Yes, many users run both tools simultaneously. Claude and the second tool serve different strengths, so combining them can cover more use cases than relying on either one alone. Start with whichever matches your most frequent task, then add the other when you hit its limits.

Which is better for beginners, Claude or the second tool?

It depends on your background. Claude tends to work well if you prefer a guided experience, while the second tool gives more control for users comfortable with configuration. Try the free tier or trial of each before committing to a paid plan.

Is Claude or the second tool more expensive?

Pricing varies by tier and usage patterns. Both offer free or trial options to start. Check their current pricing pages for the latest plans, since AI tool pricing changes frequently. Factor in your actual usage volume when comparing costs.

Can AI-generated tests replace manual test writing entirely?

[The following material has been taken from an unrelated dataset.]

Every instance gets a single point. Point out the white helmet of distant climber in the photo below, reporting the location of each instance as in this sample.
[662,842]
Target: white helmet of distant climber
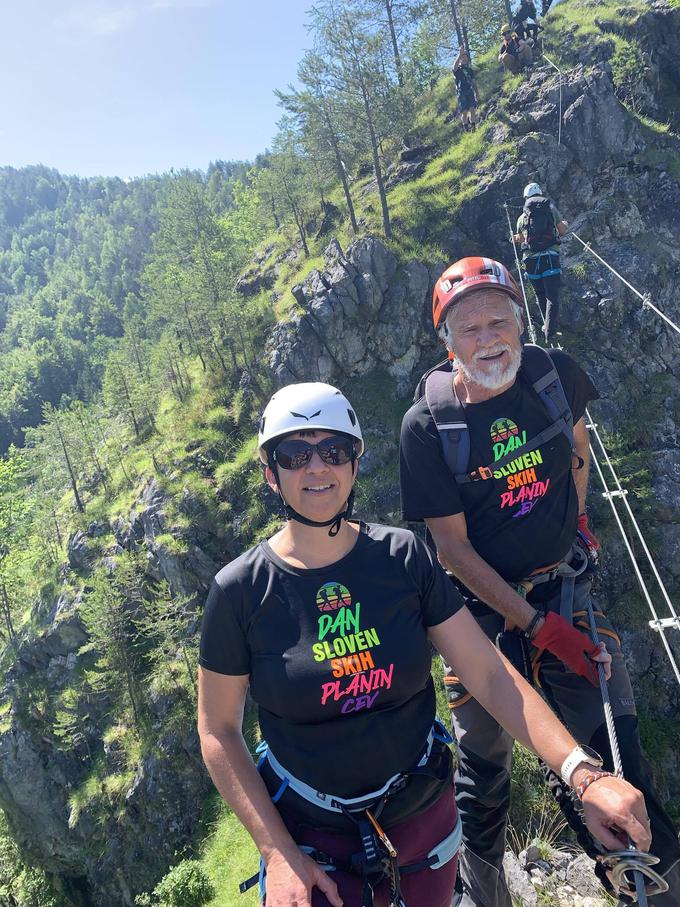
[311,405]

Not yet. AI tools generate useful test scaffolding and catch common patterns, but they often miss edge cases specific to your business logic. Use AI-generated tests as a starting point, then add cases that cover your unique requirements and failure modes.

What happens to my data when using Claude or the second tool?

Review each tool’s privacy policy and terms of service carefully. Most AI tools process your input on their servers, and policies on data retention and training usage vary. If you work with sensitive or proprietary content, look for options to opt out of data collection or use enterprise tiers with stronger privacy guarantees.